A book I never really got into as the protagonist was my main problem with this book, called "Peter" (apparently not even his real name), he is an American and a veteran of the Spanish Civil War where his hatred for Germans was obviously born. His actions are very gung-ho and he often executes his prisoners and even tortures them, and then to make him a bit human, he shows mercy to some. His crew on the captured Italian tank are real Tommies and they save the story from a whole cast of other bad characters that are introduced throughout the book. The other saving grace for the book is that the action sequences are pretty good and the horrors of the battlefields are also well described in all it's gory details. There are many other better World War 2 novels out there that I would recommend before this one.
A well-crafted and realistic look at the war in the desert in 1941. Easter Day 1941 is dramatically tense with good characterizations. It deserves greater recognition.
I first read this book back in 1988 at the tender age of 12, and am now re-reading it, not only with an adult’s perspective but with the perspective of someone who served in the military (albeit in a different branch and country of service than that of the protagonist).
A harrowing, action-packed novel of desert warfare during WWII’s North Africa campaign. It’s told from the first-person narrative of Peter (we never learn his surname, though we learn the names of his subordinate tank crew members: Smythe, Mackeson, and Allison, and later Mohammed and Chowduri), an American expat serving as a Sergeant in the British Army subsequent to his volunteer soldiering with the International Brigades during the Spanish Civil War. I’ve tried to figure out whether the author, G(ail) F(rey) Borden, actually served in the military, but my Internet research hasn’t yielded either a “Yea” or “Nay” answer to this question.
Noteworthy passages:
“[T]he M13/40 isn’t worth much. For although it has lines reminiscent of the Russian T-34/76, that faint similarity, and diesel engines, are all the two AFVs have in common. The M13/40 has a poor power to weight ratio and is slow off the road. It is also poorly gunned and mechanically unsound. It has a high silhouette, which in armored warfare means death. Its plates are held together with rivets. Rivets are unnerving: any solid shot striking the M13/40, even if it does not penetrate, may pound a rivet into a fighting compartment; and any such rivet will be moving almost as fast as the shot that struck the tank’s carapace.”
“I rip the tape away and hold up the pistol to look at it. I know this weapon: .11 caliber, half the diameter of a .22. I saw it in Spain. The Fascists used it to neck-shoot prisoners. It is the answer to the question of how little materiel need be expended to kill another human being. Properly handled, the pistol in lethal.”
A freightening look at desert warfare during WWII. Borden sure knows how to write 'em. Grabs the reader right at page one and never lets up. Horrifying, one can feel the heat and smell death with every turn of the page. Borden picks right up where he left off with his next novel Seven Six One.

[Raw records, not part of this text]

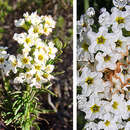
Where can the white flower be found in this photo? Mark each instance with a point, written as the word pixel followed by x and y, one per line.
pixel 101 40
pixel 49 68
pixel 120 19
pixel 38 80
pixel 82 101
pixel 127 127
pixel 13 62
pixel 119 3
pixel 90 81
pixel 105 19
pixel 49 21
pixel 107 60
pixel 24 61
pixel 91 126
pixel 120 43
pixel 94 108
pixel 19 23
pixel 3 58
pixel 34 19
pixel 40 56
pixel 52 50
pixel 90 11
pixel 46 30
pixel 82 50
pixel 108 123
pixel 117 106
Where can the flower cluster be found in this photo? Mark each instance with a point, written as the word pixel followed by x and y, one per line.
pixel 33 63
pixel 105 78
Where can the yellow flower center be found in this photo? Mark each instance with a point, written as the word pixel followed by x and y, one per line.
pixel 89 80
pixel 1 60
pixel 14 63
pixel 95 108
pixel 120 20
pixel 128 107
pixel 101 40
pixel 115 105
pixel 40 57
pixel 38 78
pixel 25 60
pixel 50 51
pixel 107 123
pixel 45 75
pixel 107 58
pixel 36 30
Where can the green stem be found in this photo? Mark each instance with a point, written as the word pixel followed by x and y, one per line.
pixel 86 5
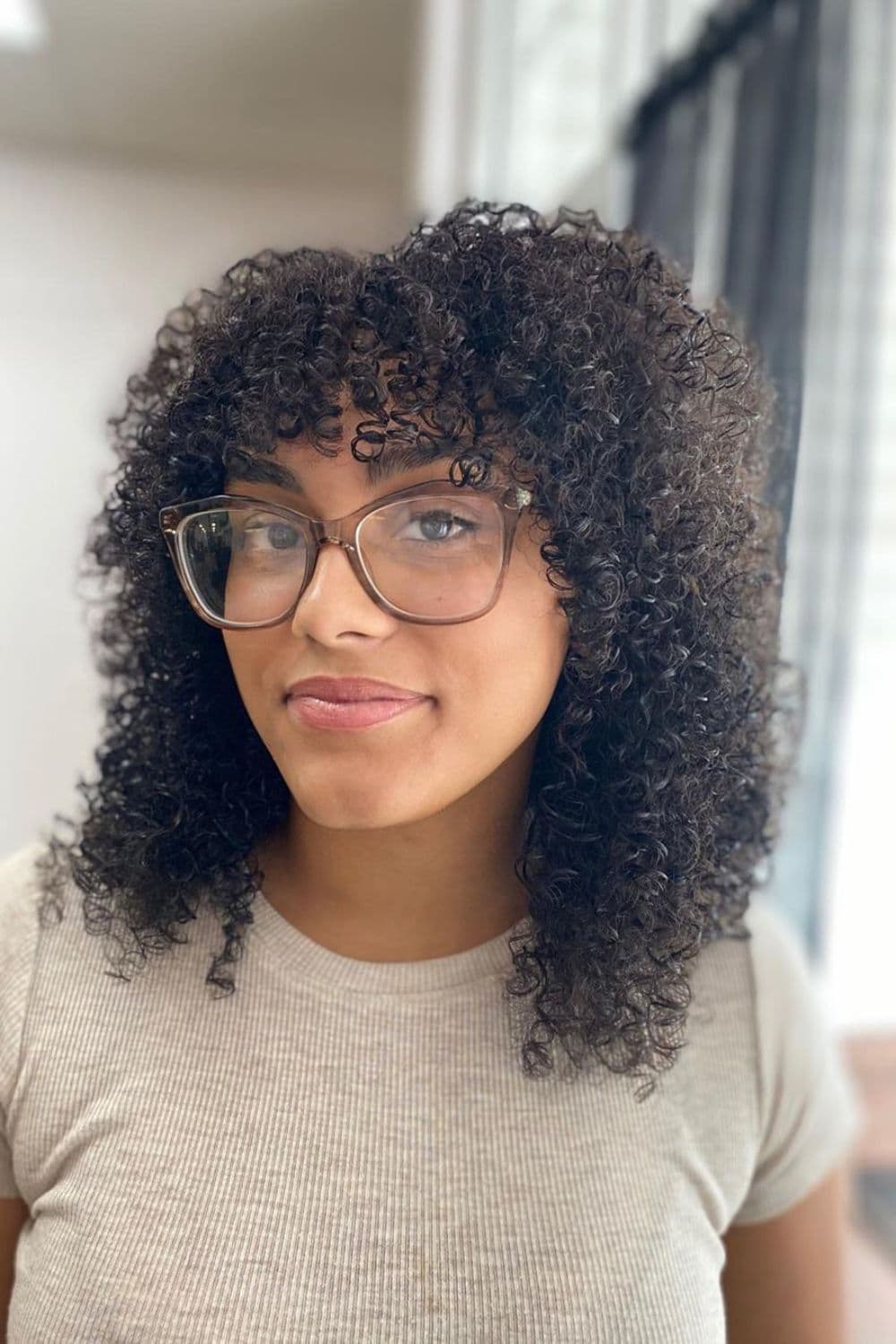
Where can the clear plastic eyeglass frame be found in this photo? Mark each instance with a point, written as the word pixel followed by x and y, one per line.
pixel 341 531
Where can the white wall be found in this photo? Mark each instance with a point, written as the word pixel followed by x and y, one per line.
pixel 91 257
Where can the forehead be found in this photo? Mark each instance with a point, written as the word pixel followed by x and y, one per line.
pixel 288 465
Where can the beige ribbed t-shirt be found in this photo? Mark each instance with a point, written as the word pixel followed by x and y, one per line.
pixel 349 1150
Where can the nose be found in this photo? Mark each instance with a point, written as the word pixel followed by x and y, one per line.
pixel 304 615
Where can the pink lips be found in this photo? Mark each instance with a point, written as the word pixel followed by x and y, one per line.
pixel 312 711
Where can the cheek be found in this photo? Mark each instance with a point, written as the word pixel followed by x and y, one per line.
pixel 247 656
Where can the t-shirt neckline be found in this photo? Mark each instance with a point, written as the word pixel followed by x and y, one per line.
pixel 311 961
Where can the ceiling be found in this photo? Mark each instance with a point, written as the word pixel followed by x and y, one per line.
pixel 314 86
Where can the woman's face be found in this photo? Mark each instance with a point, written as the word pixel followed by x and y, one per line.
pixel 487 682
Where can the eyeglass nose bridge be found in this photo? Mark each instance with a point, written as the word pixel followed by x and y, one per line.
pixel 320 535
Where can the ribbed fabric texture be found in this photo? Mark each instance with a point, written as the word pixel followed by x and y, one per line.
pixel 351 1152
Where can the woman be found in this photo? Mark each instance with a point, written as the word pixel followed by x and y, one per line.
pixel 501 1048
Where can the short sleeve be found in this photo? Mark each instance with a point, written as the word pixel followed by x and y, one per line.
pixel 809 1109
pixel 18 951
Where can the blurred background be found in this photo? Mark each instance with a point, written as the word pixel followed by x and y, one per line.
pixel 148 144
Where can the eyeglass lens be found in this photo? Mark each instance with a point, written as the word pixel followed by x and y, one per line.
pixel 430 556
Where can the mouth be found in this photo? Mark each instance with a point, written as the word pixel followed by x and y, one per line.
pixel 316 712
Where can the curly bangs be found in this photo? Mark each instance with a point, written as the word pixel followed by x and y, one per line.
pixel 643 427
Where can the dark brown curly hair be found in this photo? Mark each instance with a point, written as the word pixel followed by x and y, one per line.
pixel 643 426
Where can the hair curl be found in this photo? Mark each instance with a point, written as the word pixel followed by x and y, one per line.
pixel 642 425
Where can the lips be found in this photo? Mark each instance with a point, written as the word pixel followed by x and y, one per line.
pixel 343 690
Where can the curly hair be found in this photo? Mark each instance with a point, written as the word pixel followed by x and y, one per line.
pixel 643 427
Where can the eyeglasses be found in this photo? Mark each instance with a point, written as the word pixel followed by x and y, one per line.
pixel 435 554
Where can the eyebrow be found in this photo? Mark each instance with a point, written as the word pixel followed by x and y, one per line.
pixel 392 462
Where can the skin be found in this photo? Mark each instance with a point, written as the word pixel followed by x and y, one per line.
pixel 401 838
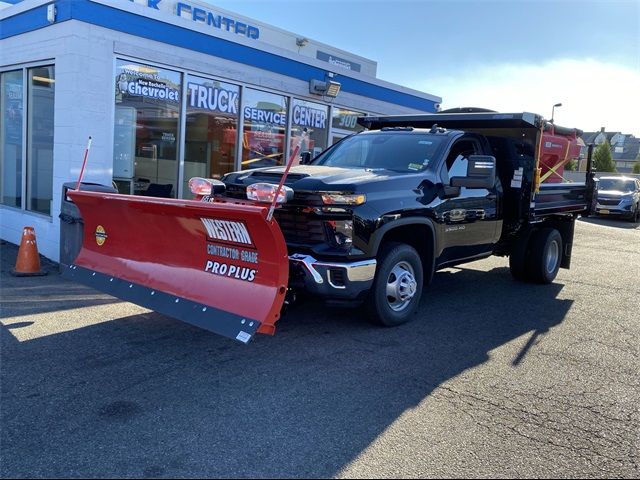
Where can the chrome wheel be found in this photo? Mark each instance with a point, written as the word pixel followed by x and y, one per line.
pixel 552 256
pixel 401 286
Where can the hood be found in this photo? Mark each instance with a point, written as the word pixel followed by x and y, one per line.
pixel 315 178
pixel 613 193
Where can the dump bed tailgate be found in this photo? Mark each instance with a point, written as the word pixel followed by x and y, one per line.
pixel 558 198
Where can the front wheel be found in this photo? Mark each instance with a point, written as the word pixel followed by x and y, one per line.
pixel 545 255
pixel 397 286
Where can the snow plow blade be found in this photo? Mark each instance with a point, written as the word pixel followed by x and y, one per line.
pixel 220 266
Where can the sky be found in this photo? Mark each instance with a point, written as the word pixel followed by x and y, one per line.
pixel 504 55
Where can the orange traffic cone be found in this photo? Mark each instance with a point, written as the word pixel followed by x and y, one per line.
pixel 28 261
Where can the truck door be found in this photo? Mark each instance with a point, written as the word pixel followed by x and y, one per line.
pixel 467 222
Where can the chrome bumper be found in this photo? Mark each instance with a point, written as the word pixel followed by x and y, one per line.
pixel 341 280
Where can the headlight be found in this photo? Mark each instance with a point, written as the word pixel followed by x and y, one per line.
pixel 205 186
pixel 265 192
pixel 340 199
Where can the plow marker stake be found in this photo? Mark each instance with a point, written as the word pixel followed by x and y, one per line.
pixel 220 266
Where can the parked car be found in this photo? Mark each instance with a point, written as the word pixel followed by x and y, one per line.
pixel 619 197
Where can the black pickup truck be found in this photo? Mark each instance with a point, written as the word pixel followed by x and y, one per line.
pixel 375 215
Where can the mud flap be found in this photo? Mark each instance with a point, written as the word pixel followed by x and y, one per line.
pixel 220 266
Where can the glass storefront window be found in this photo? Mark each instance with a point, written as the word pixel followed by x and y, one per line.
pixel 212 123
pixel 146 129
pixel 312 117
pixel 11 116
pixel 40 109
pixel 265 125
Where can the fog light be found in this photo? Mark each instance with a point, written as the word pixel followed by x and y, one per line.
pixel 265 192
pixel 342 232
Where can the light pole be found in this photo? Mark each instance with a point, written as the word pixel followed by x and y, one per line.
pixel 554 107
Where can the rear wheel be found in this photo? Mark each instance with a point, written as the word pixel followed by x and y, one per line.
pixel 397 286
pixel 545 255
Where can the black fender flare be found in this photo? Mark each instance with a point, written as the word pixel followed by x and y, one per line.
pixel 379 234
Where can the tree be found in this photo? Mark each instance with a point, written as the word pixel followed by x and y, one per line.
pixel 602 159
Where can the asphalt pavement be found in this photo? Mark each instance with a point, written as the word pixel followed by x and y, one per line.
pixel 493 378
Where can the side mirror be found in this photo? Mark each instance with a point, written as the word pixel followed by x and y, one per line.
pixel 481 173
pixel 305 158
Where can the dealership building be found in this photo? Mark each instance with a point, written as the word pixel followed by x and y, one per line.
pixel 167 90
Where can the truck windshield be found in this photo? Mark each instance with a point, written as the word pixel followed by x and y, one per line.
pixel 617 184
pixel 392 150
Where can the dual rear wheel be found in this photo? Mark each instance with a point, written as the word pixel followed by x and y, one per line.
pixel 536 258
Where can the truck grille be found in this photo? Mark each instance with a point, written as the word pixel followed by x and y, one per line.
pixel 300 228
pixel 606 201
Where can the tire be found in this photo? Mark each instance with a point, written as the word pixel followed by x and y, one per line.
pixel 543 261
pixel 518 258
pixel 397 286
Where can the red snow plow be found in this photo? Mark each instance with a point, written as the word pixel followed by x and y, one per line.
pixel 223 267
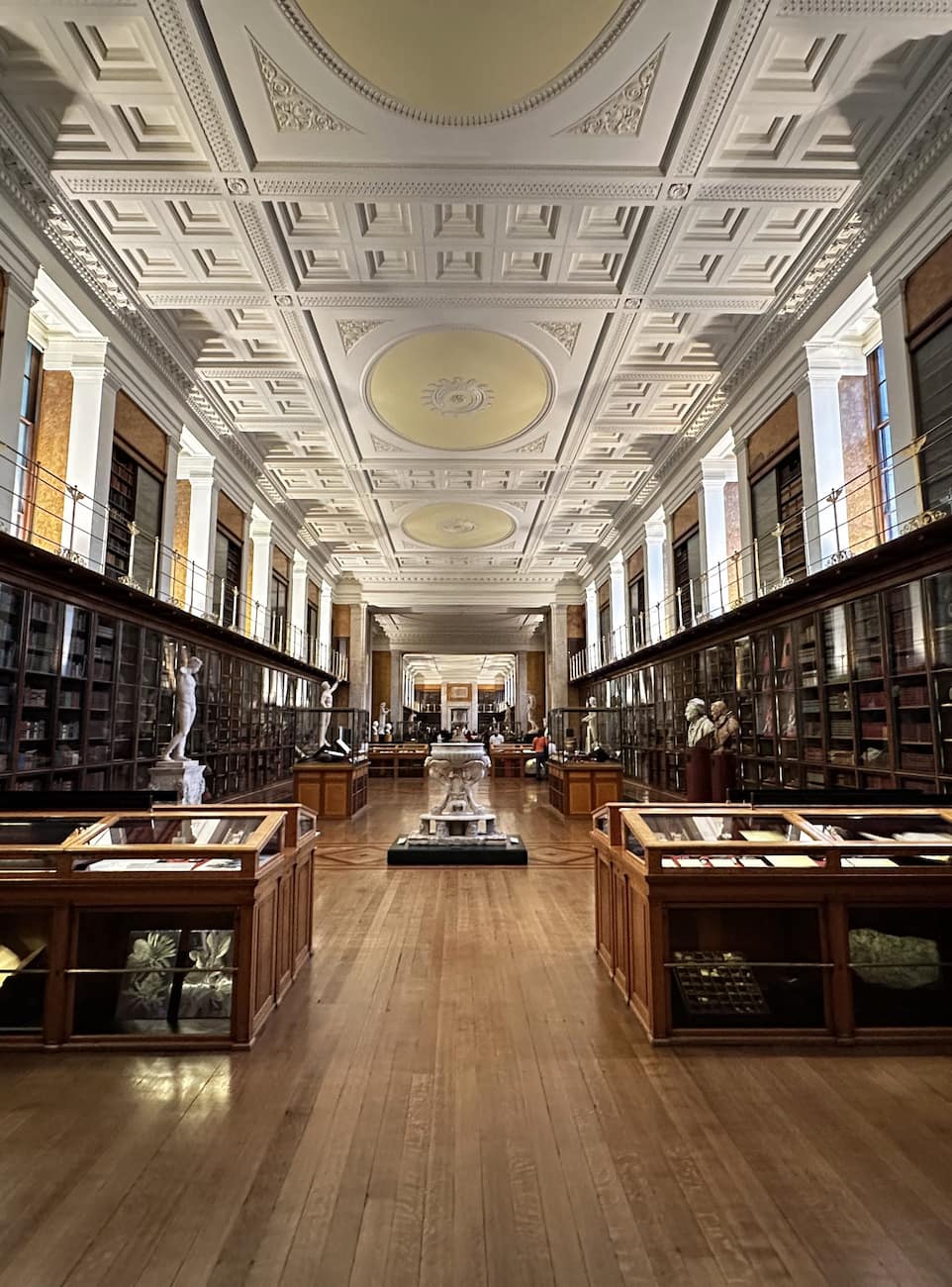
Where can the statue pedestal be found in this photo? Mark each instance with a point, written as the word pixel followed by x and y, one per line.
pixel 183 776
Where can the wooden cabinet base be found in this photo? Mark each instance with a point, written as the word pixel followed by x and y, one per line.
pixel 333 789
pixel 578 789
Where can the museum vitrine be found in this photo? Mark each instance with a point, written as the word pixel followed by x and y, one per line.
pixel 170 927
pixel 777 925
pixel 856 694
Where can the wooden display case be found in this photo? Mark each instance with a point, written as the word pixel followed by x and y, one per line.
pixel 772 925
pixel 175 928
pixel 333 788
pixel 398 759
pixel 579 786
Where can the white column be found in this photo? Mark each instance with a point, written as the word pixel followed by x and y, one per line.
pixel 297 642
pixel 325 609
pixel 397 702
pixel 198 471
pixel 18 299
pixel 557 685
pixel 359 656
pixel 746 569
pixel 261 541
pixel 89 453
pixel 821 449
pixel 523 691
pixel 655 577
pixel 593 652
pixel 166 562
pixel 715 474
pixel 618 588
pixel 891 303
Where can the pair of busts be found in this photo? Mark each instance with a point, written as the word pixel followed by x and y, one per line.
pixel 716 732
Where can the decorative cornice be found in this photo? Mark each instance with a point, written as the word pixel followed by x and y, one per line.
pixel 179 38
pixel 441 188
pixel 352 330
pixel 292 108
pixel 331 300
pixel 721 82
pixel 380 98
pixel 564 333
pixel 620 115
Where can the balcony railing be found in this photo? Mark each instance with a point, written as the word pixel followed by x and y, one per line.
pixel 55 516
pixel 870 510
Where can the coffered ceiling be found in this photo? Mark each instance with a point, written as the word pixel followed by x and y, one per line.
pixel 463 281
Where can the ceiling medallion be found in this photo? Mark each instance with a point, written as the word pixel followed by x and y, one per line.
pixel 573 63
pixel 454 395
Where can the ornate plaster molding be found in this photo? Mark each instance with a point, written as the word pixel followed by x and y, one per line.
pixel 292 108
pixel 352 330
pixel 621 112
pixel 728 69
pixel 380 98
pixel 562 333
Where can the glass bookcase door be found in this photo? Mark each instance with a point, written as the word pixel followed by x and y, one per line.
pixel 837 698
pixel 153 973
pixel 11 623
pixel 38 724
pixel 746 968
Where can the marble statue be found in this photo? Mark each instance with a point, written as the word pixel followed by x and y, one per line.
pixel 184 704
pixel 326 703
pixel 700 730
pixel 590 724
pixel 725 726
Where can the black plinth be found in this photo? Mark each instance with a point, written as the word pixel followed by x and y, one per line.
pixel 412 850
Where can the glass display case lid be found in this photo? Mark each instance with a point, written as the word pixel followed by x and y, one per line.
pixel 198 829
pixel 721 828
pixel 900 828
pixel 39 831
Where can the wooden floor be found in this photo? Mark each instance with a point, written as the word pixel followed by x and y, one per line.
pixel 453 1094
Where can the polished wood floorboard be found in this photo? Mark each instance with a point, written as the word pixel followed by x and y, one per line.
pixel 522 807
pixel 454 1094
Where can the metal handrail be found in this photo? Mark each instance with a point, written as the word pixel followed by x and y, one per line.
pixel 834 531
pixel 52 515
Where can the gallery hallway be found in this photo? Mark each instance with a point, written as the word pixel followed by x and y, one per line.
pixel 454 1094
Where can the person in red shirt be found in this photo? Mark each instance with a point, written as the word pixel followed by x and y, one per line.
pixel 540 747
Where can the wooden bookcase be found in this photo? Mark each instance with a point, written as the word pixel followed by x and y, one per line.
pixel 847 687
pixel 86 687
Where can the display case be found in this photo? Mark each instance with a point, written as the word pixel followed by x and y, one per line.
pixel 777 925
pixel 333 773
pixel 166 928
pixel 584 733
pixel 338 734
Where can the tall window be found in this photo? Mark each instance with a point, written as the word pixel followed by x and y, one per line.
pixel 882 442
pixel 687 578
pixel 777 502
pixel 228 577
pixel 278 605
pixel 635 612
pixel 136 498
pixel 25 464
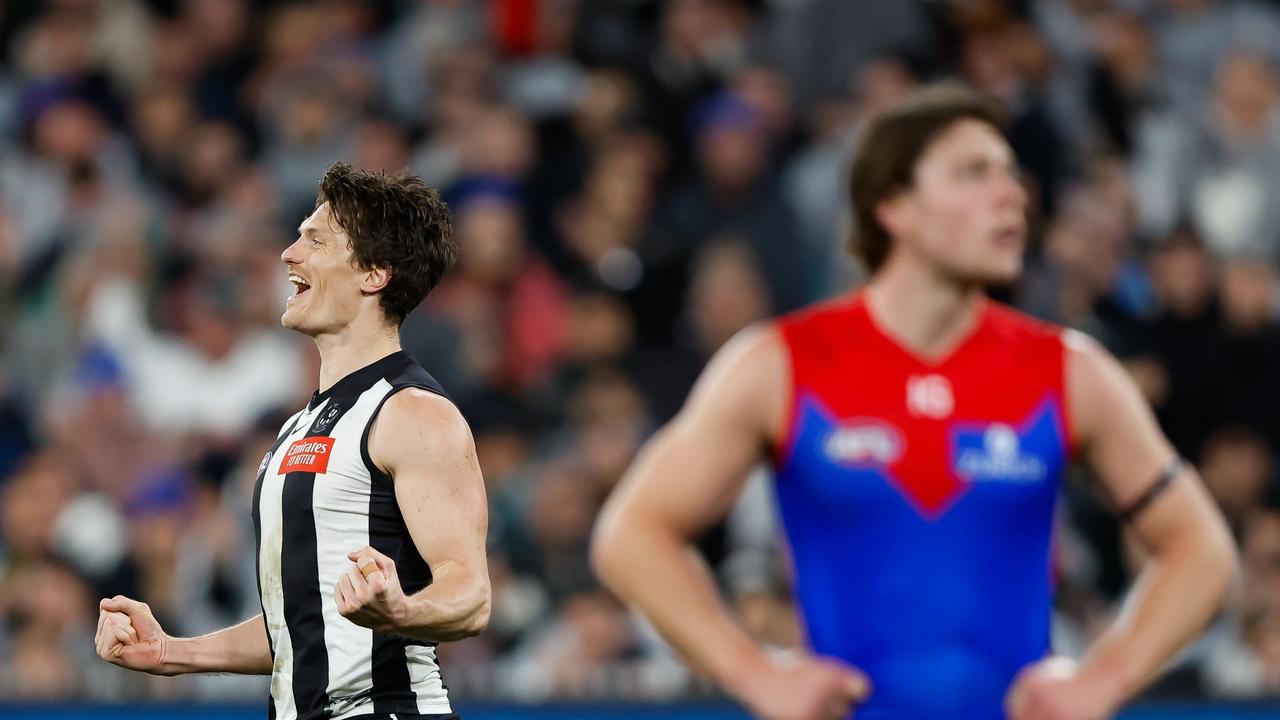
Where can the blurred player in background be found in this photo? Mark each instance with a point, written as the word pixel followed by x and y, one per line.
pixel 919 434
pixel 369 511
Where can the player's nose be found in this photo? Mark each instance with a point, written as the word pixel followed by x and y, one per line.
pixel 292 254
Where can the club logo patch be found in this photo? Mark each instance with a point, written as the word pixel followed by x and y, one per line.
pixel 1001 452
pixel 307 455
pixel 323 422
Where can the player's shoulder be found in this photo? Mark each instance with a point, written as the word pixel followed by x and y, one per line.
pixel 1016 324
pixel 819 327
pixel 416 408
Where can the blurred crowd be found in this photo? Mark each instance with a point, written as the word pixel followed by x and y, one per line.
pixel 632 182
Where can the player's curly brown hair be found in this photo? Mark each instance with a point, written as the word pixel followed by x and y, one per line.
pixel 394 222
pixel 892 144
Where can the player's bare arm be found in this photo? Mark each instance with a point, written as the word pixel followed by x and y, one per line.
pixel 421 441
pixel 1191 557
pixel 685 478
pixel 129 636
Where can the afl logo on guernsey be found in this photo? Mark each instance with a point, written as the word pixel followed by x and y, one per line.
pixel 864 442
pixel 1000 459
pixel 307 455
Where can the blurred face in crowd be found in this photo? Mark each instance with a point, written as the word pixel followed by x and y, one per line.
pixel 329 291
pixel 965 212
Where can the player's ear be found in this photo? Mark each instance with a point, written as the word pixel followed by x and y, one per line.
pixel 374 279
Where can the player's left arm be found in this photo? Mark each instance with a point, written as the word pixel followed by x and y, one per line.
pixel 423 442
pixel 1191 556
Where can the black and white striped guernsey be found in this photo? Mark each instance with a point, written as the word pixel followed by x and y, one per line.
pixel 318 497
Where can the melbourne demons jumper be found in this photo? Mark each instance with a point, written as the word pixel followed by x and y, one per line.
pixel 318 497
pixel 918 502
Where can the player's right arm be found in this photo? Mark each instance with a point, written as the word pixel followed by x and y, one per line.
pixel 129 636
pixel 686 478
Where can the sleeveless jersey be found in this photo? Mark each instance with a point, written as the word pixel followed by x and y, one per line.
pixel 918 502
pixel 318 497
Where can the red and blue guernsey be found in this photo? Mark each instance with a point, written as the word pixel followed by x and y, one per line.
pixel 918 502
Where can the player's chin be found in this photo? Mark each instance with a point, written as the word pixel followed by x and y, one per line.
pixel 293 320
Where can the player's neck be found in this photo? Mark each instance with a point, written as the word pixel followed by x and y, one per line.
pixel 920 310
pixel 351 349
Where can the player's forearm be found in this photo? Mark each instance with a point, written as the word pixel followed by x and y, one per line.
pixel 455 606
pixel 1175 596
pixel 241 648
pixel 658 573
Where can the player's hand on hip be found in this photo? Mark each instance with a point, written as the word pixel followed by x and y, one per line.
pixel 805 688
pixel 128 636
pixel 369 593
pixel 1055 689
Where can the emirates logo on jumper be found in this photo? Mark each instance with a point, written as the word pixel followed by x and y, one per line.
pixel 307 455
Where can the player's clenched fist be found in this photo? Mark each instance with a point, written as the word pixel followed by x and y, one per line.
pixel 370 593
pixel 805 688
pixel 1055 689
pixel 128 636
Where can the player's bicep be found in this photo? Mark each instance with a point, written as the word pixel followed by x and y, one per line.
pixel 1116 431
pixel 1125 447
pixel 428 450
pixel 689 474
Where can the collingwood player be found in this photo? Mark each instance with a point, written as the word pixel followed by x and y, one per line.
pixel 369 511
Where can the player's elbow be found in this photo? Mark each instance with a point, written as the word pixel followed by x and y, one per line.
pixel 478 620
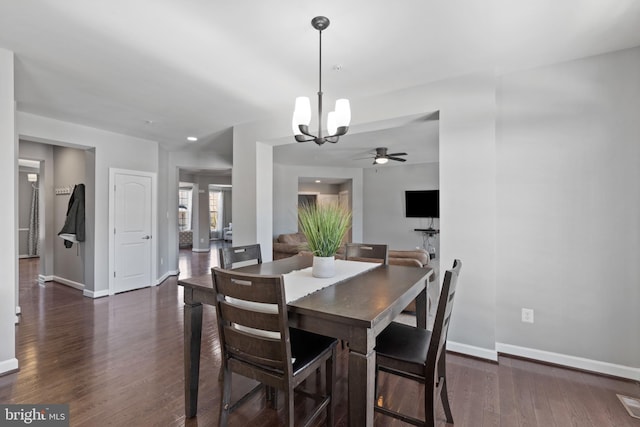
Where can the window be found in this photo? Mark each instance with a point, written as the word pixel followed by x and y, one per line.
pixel 184 209
pixel 215 208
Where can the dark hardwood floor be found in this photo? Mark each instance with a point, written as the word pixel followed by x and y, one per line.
pixel 119 361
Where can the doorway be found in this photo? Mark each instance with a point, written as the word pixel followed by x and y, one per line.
pixel 132 201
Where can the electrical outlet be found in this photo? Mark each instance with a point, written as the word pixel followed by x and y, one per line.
pixel 527 315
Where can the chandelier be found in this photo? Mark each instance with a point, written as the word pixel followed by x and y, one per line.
pixel 337 120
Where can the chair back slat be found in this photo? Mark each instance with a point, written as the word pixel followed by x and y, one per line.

An intense, brutal novel that covers one day in the North African desert during the war.
The protagonist is a veteran of the Spanish Civil War and has long ago adopted a pragmatic, cynical outlook on fighting a war. He can be quite ruthless when he feels its required, but also accepts his responsibility to the men he commands and on several occasions shows suprising mercy to the enemy.
The enemy are the German. The protagonist's first name is Peter. I don't think we ever learn his first name and we're told he's not using his real name anyways. He's an expatriate American now serving with the British, commanding an Italian-made tank that had been captured and taken into British service months earlier.
Now he and his three crewmen are trapped behind enemy lines after Rommel's troops overrun most of the desert. They find out Tobruk is still holding out and make that their destination. The trip through the roasting hot desert is punctuated by encounters with German or Italians. Notably action scenes include the tank ambushing a convoy and later dodging bombs as Italian planes attack them. The tank crew takes casualties, picks up other stragglers, finds a source of badly needed fuel and finally finds themselves near Tobruk without any idea of how to get past the Germans and then not get shot by Australian troops overwards.
Great book that is very difficult to put down once you've started it.